If you want to see a good musical about a filmmaker, I recommend Peter Chan's Perhaps Love. A reminder also that the better screen musicals are usually those created specifically for the camera.
 
dench was his costume designer, hudson was a reporter sent to interview him, cruz was his mistress

the movie was crap but it wasn't that hard to follow

ps - i think your tony memoris are hazy - anita morris played the cruz part and sang 'a call from the vatican'; 'be italian' was sung by kathi moss
 
I rechecked IMDb and you were right. I could have sworn I remember Anita Morris and that chair when Fergie pulled it out. I don't think the film was really confusing me, it's just that all aspects of it were so dull that I got too bored to care much as to the specifics since the film didn't seem too concerned either.
 
The critics of 1982 weren't very keen on Nine - it got mostly lukewarm notices (including from Frank Rich of The New York Times) and Dreamgirls was by far the more well-reviewed show.

Shortly after Dreamgirls open, the Shubert Organization sold three venerated historic theaters (including the famed Morosco) to real estate developers - specifically,the Marriott Hotel franchise - so that a luxury high rise hotel could be built in the middle of the theater district.
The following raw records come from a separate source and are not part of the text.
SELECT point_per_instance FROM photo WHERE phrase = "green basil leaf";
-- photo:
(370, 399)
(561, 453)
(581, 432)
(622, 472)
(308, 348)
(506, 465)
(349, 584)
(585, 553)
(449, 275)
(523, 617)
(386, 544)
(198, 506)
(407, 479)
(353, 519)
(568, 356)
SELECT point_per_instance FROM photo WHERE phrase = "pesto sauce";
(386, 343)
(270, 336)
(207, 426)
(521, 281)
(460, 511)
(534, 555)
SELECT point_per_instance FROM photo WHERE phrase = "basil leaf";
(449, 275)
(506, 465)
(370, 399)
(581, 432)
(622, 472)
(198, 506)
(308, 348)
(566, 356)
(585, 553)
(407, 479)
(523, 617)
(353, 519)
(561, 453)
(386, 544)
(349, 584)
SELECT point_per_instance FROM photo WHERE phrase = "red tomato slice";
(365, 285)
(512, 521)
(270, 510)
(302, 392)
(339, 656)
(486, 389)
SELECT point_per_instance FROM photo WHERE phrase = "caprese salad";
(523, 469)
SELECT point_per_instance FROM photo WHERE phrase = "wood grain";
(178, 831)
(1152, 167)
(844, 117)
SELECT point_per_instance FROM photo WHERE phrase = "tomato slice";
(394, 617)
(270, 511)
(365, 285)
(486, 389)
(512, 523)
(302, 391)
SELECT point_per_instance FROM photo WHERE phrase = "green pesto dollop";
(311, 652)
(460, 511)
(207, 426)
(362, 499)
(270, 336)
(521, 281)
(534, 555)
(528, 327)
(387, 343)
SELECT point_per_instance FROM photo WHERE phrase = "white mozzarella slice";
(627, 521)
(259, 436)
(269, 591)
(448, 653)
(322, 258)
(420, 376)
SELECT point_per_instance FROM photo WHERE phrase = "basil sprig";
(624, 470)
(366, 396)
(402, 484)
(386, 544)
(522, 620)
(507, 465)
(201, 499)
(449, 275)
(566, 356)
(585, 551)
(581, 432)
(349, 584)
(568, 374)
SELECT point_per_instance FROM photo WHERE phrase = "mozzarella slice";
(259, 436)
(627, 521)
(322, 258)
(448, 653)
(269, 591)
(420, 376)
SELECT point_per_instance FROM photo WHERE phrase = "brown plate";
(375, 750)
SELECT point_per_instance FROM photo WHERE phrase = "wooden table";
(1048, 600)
The Broadway community, historic building trusts and community organizations protested the decision. The developers, as a concession to The American Theatre Wing and The Producers League, agreed to build a new Broadway theatre into the body of the hotel, but the controversy didn't go away - an unsuccessful Supreme Court challenge (spearheaded by Christopher Reeve, among others) didn't stop the historic theaters from being demolished so The Marriott Marquis could be built.

By the time the Tony nominations were announced, The New York Times noted that many Tony voters were planning to vote against Dreamgirls - playing in a Shubert house - as a vote against The Shubert Organization. And that's how Nine won the Tony Award for Best Musical.

I have seen Nine on stage, and let me say this - it is not a good show. It isn't terrible, but it's really not very good. At all. It doesn't sound like Marshall made many good decisions, but in his defense, I don't think anyone could have a made a silk purse from this sow's ear. This made for a fun read, though.